In 1783, Robert Chamberlain was to set up a factory at King Street in Worcester, and immediately became a valuable customer for Thomas Turner, buying in a great many unfinished blanks for decoration and onward sale. The Caughley works still applied the basic transfer prints, but they were finished with overglaze enamelling and newly-fashionable gilding at Worcester; the fact that Caughley did the spadework and Worcester reaped the rewards mirrored the fact that Thomas had helped to underwrite Chamberlain’s initial investment, and then watched as his protégé went on to take the plaudits for the finished pieces that were sold.
Turner not only shared a great many of his own
manufacturing secrets (developed in a purpose-built laboratory in the attic
space of Caughley Place) with Chamberlain, but also provided financial
assistance when Robert moved to an expanded facility at Severn Street in 1788,
which went on to manufacture its own porcelain, thus ending the need for blanks
to be sourced from Caughley at all.

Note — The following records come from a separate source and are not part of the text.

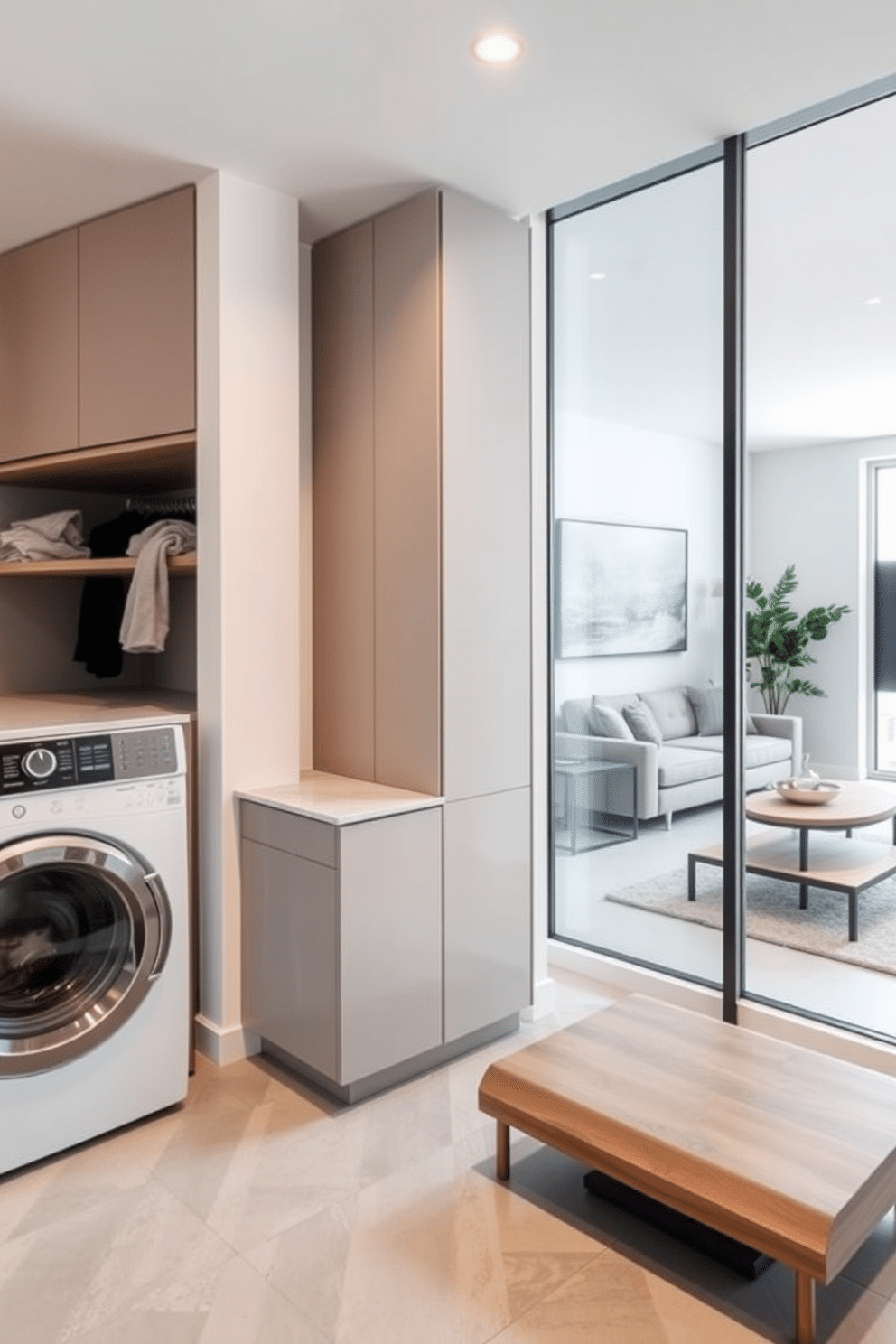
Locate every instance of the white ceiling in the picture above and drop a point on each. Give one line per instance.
(350, 104)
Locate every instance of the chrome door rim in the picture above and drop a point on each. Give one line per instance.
(141, 895)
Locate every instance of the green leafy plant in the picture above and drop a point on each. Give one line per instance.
(777, 640)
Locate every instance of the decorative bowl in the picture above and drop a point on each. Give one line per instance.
(812, 792)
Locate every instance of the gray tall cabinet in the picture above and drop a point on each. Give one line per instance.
(422, 558)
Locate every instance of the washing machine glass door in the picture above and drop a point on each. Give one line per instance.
(83, 931)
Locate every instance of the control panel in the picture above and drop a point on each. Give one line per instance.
(93, 758)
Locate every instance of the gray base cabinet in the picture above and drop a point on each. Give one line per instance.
(488, 930)
(342, 938)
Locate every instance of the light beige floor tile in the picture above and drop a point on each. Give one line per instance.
(306, 1264)
(406, 1125)
(63, 1184)
(607, 1302)
(277, 1181)
(846, 1312)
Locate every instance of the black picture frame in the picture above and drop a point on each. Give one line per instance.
(621, 589)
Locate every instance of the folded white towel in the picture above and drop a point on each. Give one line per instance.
(51, 537)
(144, 627)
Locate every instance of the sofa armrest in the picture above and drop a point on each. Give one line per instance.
(783, 726)
(644, 756)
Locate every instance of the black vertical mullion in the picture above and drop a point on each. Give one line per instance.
(733, 829)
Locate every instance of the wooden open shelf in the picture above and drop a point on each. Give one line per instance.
(179, 566)
(141, 467)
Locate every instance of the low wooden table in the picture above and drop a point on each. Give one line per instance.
(835, 866)
(775, 1145)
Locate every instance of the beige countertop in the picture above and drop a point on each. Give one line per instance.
(57, 713)
(339, 800)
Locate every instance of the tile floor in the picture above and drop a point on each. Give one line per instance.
(258, 1212)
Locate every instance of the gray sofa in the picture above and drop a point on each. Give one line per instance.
(683, 769)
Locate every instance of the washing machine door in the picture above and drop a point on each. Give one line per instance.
(85, 929)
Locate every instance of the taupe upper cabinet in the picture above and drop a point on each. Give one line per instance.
(39, 347)
(137, 322)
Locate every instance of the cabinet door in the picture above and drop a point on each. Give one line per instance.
(407, 495)
(391, 941)
(137, 322)
(39, 347)
(488, 902)
(342, 570)
(289, 953)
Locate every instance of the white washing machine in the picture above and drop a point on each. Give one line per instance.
(94, 933)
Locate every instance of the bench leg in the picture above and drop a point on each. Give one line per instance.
(805, 1308)
(502, 1151)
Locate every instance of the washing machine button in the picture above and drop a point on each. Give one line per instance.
(39, 763)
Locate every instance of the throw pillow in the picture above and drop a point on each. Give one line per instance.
(607, 722)
(708, 707)
(642, 723)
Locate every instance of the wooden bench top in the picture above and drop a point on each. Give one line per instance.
(782, 1148)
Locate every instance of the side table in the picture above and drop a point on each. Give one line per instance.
(609, 781)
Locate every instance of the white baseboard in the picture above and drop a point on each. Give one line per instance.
(225, 1044)
(545, 1000)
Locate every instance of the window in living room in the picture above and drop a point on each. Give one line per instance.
(882, 503)
(637, 567)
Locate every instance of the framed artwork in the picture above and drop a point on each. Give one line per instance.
(620, 589)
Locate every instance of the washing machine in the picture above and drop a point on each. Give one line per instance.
(94, 930)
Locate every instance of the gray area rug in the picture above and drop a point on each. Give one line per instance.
(774, 914)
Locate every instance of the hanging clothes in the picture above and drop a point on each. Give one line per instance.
(102, 600)
(144, 627)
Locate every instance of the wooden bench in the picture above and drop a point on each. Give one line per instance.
(785, 1149)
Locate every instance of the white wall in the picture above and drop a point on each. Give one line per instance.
(621, 473)
(248, 550)
(807, 507)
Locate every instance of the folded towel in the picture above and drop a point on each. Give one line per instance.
(144, 627)
(51, 537)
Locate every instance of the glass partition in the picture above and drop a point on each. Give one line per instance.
(637, 573)
(821, 413)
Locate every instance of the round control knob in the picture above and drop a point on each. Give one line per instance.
(39, 763)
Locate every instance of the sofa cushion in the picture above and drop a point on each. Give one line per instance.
(708, 707)
(762, 751)
(606, 722)
(758, 749)
(575, 716)
(642, 723)
(673, 713)
(686, 765)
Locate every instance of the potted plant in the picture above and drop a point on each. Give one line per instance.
(778, 638)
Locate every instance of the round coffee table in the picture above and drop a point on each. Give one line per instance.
(856, 806)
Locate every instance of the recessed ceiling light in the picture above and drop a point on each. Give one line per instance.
(498, 49)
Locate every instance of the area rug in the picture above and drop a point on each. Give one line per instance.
(774, 914)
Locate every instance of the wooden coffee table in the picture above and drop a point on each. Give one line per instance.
(785, 1149)
(849, 866)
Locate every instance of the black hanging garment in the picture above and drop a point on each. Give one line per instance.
(102, 600)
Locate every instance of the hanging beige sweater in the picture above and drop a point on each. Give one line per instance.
(144, 627)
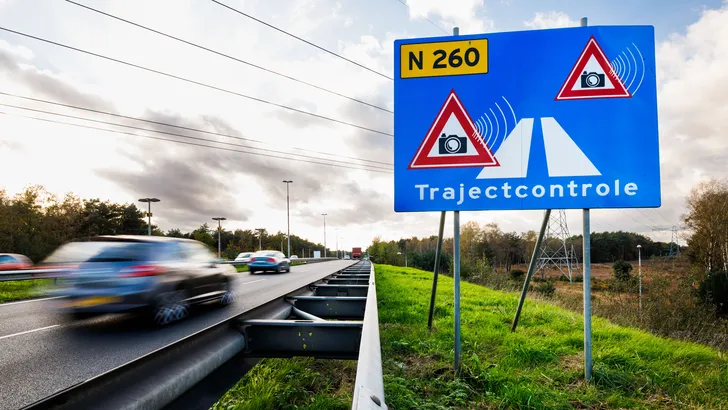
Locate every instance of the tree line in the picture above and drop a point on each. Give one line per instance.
(489, 246)
(34, 223)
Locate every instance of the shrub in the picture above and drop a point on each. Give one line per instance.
(713, 291)
(621, 270)
(547, 289)
(516, 274)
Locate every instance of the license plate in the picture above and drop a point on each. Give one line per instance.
(95, 301)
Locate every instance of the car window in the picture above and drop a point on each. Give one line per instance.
(196, 252)
(127, 252)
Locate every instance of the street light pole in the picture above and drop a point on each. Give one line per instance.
(324, 234)
(288, 216)
(639, 264)
(219, 231)
(260, 238)
(149, 212)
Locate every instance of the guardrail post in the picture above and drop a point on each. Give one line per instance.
(369, 384)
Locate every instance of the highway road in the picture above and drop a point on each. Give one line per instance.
(43, 351)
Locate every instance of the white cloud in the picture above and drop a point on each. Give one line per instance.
(466, 14)
(550, 19)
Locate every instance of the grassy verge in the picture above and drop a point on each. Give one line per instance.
(539, 366)
(22, 289)
(293, 384)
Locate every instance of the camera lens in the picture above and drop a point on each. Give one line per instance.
(452, 145)
(592, 80)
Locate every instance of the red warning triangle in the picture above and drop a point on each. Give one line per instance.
(592, 77)
(453, 141)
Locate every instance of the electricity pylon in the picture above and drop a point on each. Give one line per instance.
(554, 250)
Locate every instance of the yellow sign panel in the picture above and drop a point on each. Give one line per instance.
(460, 57)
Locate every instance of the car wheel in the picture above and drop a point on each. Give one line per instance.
(229, 296)
(170, 307)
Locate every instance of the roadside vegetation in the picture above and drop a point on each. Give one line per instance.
(538, 366)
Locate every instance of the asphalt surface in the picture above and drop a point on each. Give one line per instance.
(43, 351)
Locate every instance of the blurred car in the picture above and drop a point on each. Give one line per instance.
(14, 261)
(244, 257)
(158, 276)
(269, 261)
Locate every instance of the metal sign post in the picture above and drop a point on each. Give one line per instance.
(436, 270)
(531, 268)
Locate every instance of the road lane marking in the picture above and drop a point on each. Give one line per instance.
(28, 301)
(252, 281)
(28, 331)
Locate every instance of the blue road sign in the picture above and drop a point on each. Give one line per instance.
(559, 118)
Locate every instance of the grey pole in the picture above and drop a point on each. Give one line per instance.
(456, 278)
(531, 268)
(436, 270)
(639, 264)
(587, 284)
(587, 297)
(260, 238)
(288, 216)
(456, 269)
(324, 234)
(149, 212)
(219, 233)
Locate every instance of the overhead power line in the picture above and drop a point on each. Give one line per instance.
(323, 117)
(189, 143)
(76, 107)
(184, 136)
(425, 17)
(303, 40)
(231, 57)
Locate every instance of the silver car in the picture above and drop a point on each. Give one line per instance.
(158, 276)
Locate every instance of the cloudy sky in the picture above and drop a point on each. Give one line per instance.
(339, 158)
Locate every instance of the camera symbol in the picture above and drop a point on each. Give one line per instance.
(452, 144)
(592, 80)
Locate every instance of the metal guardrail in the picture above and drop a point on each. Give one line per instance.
(33, 274)
(369, 383)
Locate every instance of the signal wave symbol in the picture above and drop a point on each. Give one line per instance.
(625, 67)
(490, 134)
(563, 157)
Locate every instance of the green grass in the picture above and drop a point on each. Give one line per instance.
(22, 289)
(539, 366)
(293, 384)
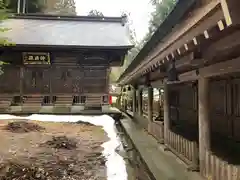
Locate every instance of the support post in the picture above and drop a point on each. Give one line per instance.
(231, 11)
(134, 101)
(140, 111)
(159, 102)
(166, 107)
(150, 107)
(203, 119)
(21, 83)
(50, 86)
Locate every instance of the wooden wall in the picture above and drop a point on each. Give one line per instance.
(68, 73)
(225, 106)
(183, 104)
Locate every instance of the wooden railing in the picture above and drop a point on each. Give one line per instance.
(187, 150)
(215, 168)
(157, 130)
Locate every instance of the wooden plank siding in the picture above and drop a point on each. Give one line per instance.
(205, 18)
(225, 106)
(65, 75)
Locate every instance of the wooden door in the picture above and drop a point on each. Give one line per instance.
(77, 81)
(10, 80)
(95, 80)
(62, 80)
(36, 81)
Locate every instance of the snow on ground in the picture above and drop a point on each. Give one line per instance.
(116, 166)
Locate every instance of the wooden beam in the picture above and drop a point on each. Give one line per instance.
(209, 20)
(222, 68)
(231, 11)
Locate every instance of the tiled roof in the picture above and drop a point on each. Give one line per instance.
(66, 31)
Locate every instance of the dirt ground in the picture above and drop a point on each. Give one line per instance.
(37, 152)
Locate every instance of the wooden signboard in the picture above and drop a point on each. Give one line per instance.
(36, 58)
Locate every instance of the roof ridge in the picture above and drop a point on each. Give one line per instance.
(68, 17)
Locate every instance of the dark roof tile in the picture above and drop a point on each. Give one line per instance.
(66, 31)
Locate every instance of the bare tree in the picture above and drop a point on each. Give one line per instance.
(65, 7)
(95, 13)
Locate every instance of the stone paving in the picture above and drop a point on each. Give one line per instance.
(162, 164)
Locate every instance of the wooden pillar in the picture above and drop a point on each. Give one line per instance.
(21, 83)
(203, 119)
(166, 107)
(159, 102)
(50, 85)
(140, 111)
(150, 104)
(231, 11)
(150, 108)
(134, 100)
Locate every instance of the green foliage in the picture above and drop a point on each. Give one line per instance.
(32, 6)
(65, 7)
(162, 8)
(95, 13)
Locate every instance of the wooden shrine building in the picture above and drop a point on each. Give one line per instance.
(194, 58)
(60, 60)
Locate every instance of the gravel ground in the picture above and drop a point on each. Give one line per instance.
(61, 151)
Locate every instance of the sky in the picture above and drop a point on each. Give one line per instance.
(140, 11)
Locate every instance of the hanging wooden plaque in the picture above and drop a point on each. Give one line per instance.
(36, 58)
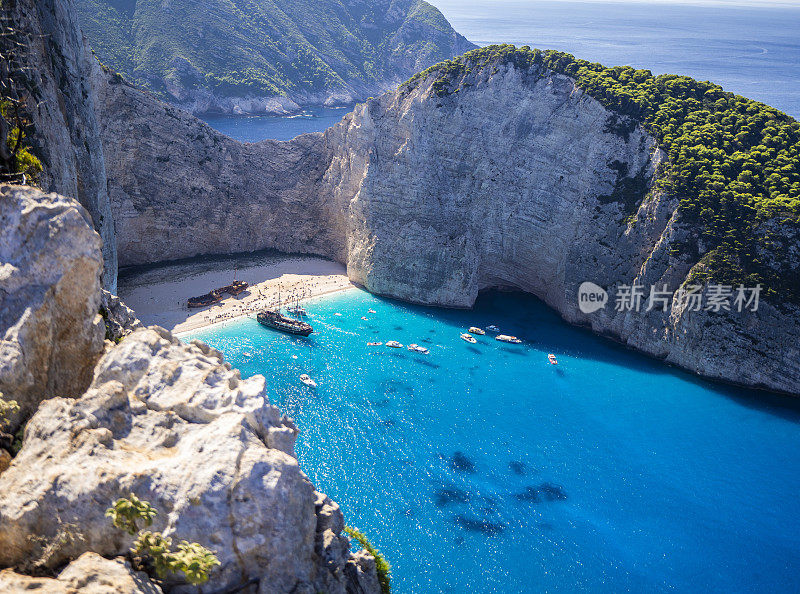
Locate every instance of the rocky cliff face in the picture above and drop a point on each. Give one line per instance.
(516, 178)
(179, 188)
(169, 422)
(244, 57)
(50, 333)
(58, 65)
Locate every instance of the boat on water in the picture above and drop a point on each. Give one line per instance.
(235, 288)
(308, 381)
(215, 296)
(211, 298)
(277, 321)
(507, 338)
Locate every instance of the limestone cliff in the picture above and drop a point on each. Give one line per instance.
(170, 422)
(57, 65)
(516, 178)
(50, 263)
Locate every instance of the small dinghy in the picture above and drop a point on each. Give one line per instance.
(507, 338)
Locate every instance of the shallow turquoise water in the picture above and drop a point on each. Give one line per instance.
(485, 469)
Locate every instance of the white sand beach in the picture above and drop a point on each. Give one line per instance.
(159, 295)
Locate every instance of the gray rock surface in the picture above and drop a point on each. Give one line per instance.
(120, 320)
(88, 574)
(51, 335)
(65, 133)
(508, 181)
(178, 427)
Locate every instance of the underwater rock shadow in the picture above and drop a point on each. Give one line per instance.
(517, 467)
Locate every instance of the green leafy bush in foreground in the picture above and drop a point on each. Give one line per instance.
(194, 560)
(734, 163)
(381, 564)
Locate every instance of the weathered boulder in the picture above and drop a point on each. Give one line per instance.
(88, 574)
(175, 425)
(51, 335)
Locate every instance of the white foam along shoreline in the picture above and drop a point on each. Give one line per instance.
(159, 296)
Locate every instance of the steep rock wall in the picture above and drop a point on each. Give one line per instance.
(59, 65)
(178, 188)
(515, 179)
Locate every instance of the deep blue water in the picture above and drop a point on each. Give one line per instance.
(485, 469)
(256, 128)
(753, 51)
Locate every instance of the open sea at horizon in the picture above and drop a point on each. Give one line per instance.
(482, 468)
(752, 51)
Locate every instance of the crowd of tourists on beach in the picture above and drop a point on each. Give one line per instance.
(272, 297)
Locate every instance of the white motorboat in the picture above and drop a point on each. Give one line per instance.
(507, 338)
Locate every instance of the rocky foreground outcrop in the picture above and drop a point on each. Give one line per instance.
(514, 178)
(51, 335)
(175, 425)
(169, 422)
(88, 574)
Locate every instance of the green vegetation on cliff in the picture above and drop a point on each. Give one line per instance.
(734, 163)
(264, 48)
(153, 551)
(17, 89)
(382, 566)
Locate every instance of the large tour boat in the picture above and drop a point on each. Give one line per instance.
(273, 319)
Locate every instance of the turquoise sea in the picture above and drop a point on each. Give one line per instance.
(256, 128)
(485, 469)
(750, 50)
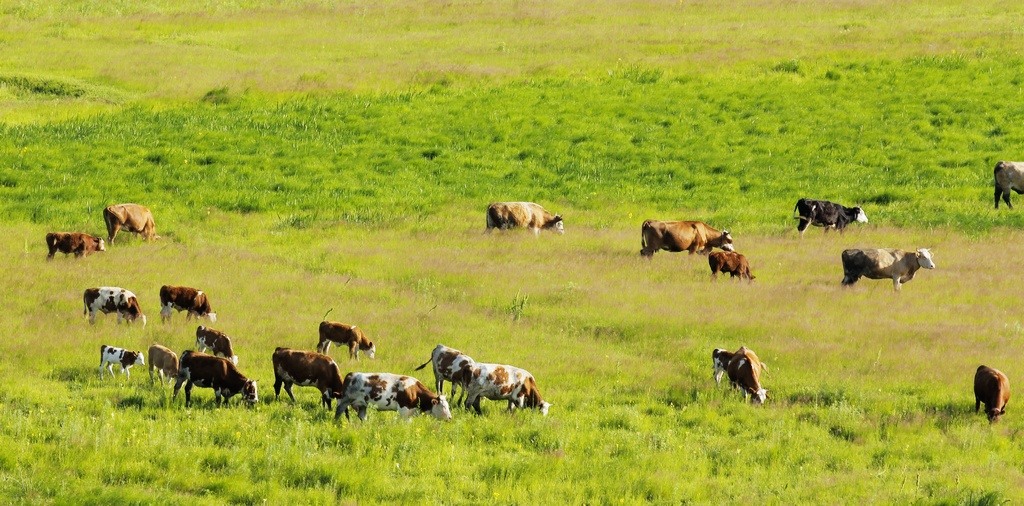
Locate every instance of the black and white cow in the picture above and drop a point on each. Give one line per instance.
(826, 214)
(109, 355)
(112, 299)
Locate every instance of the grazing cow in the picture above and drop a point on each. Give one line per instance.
(112, 299)
(109, 355)
(720, 363)
(1009, 175)
(306, 369)
(450, 365)
(499, 382)
(991, 387)
(744, 371)
(526, 214)
(165, 362)
(694, 237)
(184, 299)
(730, 262)
(827, 214)
(349, 335)
(73, 242)
(390, 392)
(132, 217)
(216, 341)
(213, 372)
(898, 265)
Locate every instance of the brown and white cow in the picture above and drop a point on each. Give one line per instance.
(500, 382)
(109, 355)
(730, 262)
(744, 372)
(504, 215)
(720, 363)
(1009, 176)
(992, 388)
(216, 341)
(390, 392)
(348, 335)
(73, 242)
(184, 299)
(132, 217)
(112, 299)
(450, 365)
(306, 369)
(897, 265)
(165, 362)
(694, 237)
(213, 372)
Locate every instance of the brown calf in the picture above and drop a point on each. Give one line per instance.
(349, 335)
(992, 388)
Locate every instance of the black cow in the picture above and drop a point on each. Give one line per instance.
(826, 214)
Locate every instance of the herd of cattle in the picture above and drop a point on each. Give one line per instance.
(476, 380)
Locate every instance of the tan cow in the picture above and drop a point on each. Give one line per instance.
(744, 372)
(897, 265)
(695, 237)
(348, 335)
(992, 388)
(1009, 175)
(731, 263)
(505, 215)
(165, 362)
(132, 217)
(73, 242)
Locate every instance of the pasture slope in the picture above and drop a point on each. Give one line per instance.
(355, 177)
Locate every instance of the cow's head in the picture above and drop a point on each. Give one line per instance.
(249, 393)
(440, 409)
(727, 241)
(556, 223)
(925, 258)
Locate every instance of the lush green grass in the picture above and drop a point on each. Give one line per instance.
(301, 157)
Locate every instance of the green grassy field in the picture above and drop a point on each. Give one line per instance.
(302, 157)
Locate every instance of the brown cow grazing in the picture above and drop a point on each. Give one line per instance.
(898, 265)
(348, 335)
(991, 387)
(109, 355)
(450, 365)
(132, 217)
(694, 237)
(216, 341)
(720, 363)
(730, 262)
(73, 242)
(306, 369)
(165, 362)
(744, 371)
(1009, 175)
(505, 215)
(184, 299)
(213, 372)
(112, 299)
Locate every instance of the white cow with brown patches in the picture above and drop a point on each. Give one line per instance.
(109, 355)
(390, 392)
(501, 382)
(112, 299)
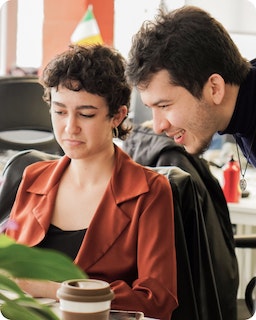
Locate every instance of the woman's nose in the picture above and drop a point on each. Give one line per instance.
(72, 125)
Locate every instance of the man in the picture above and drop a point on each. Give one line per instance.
(191, 74)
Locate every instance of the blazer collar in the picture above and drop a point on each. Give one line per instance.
(128, 179)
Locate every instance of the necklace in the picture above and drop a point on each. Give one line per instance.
(242, 182)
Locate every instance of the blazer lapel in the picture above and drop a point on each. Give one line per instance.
(109, 221)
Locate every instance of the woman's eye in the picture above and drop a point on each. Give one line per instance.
(87, 115)
(58, 112)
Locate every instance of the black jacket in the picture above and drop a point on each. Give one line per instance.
(206, 223)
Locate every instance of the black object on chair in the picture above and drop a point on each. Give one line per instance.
(205, 290)
(25, 121)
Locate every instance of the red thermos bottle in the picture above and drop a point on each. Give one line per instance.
(231, 175)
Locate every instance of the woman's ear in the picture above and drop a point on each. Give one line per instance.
(120, 115)
(216, 86)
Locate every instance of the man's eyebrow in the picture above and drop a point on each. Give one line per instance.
(158, 102)
(81, 107)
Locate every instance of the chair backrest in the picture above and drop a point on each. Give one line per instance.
(25, 121)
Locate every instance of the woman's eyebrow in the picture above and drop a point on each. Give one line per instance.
(81, 107)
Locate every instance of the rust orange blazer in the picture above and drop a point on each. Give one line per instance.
(130, 241)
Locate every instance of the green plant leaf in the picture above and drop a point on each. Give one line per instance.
(21, 261)
(9, 285)
(31, 310)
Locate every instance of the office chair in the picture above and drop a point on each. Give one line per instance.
(197, 291)
(25, 121)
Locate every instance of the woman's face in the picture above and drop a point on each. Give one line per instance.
(191, 122)
(81, 123)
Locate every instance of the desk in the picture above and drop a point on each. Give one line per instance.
(56, 310)
(243, 212)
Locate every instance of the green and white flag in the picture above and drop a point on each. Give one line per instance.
(87, 31)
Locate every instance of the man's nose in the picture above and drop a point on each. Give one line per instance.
(160, 124)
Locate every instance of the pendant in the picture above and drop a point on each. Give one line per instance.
(243, 184)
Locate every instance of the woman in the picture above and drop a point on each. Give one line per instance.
(111, 215)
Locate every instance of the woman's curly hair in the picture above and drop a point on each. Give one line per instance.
(97, 69)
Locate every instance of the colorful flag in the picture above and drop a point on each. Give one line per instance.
(87, 31)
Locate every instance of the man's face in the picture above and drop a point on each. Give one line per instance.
(190, 121)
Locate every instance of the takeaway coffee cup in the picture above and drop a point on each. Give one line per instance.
(85, 299)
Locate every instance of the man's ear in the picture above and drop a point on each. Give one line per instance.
(120, 115)
(216, 88)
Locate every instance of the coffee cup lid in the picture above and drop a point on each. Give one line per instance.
(85, 290)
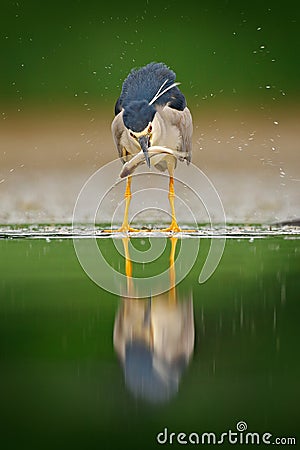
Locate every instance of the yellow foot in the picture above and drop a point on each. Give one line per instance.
(173, 228)
(127, 229)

Turner’s largesse and generosity
contributed yet further to his ultimate demise with the career of one John
Rose. The son of a neighbouring farmer, Rose was taken under Turner’s wing,
taught every aspect of the trade and then exhibited his gratitude by moving
out, taking over an existing pottery at nearby Jackfield and immediately
pursuing the production of porcelain in direct completion to Caughley. Rose
soon moved his business over to the other side of the River Severn at Coalport,
went in to partnership with his brother Thomas, and Messrs Anstice and Horton,
and proceeded to make such a resounding success of things as to “greatly reduce
the works of Mr Turner and gradually beat them out of the market”.
Thomas was now some 50 years of age, and becoming incapacitated through increasing ill-health and in 1798 he drew a line under the burdensome load of running his own business in the face of competition which he himself had helped to flourish, and sold the Caughley works to Rose. The coal deposits on Ambrose Gallimore’s old estate had also begun to run out, and Rose noted that it was becoming more and more unsustainable to transfer Caughley blanks over the river for completion at Coalport. The risky nature of this journey was underlined in October 1799 when a ferry carrying kiln workers and painters capsized whilst under the control of an intoxicated master and twenty-nine people were drowned. Rose began to gradually run down production at Thomas’ original factory, relocating or laying-off staff, dismantling the facility brick by brick, and then re-using the same materials to enlarge the Coalport works. In the midst of this gradual cannibalisation of his factory and home, Turner died in 1809, watching the success of yet another one-time apprentice grow until it surpassed that of his own, having been built quite literally on the ruins of his business. The dénouement came in 1821 when the remaining parts of the Caughley works and its late owner’s home were demolished, leaving us with the current state of affairs where the site shows nothing more than a few imperfections, lumps, bumps and residual foundations to pique the interest of local archaeologists and antiquarians in the otherwise green and pleasant Shropshire countryside.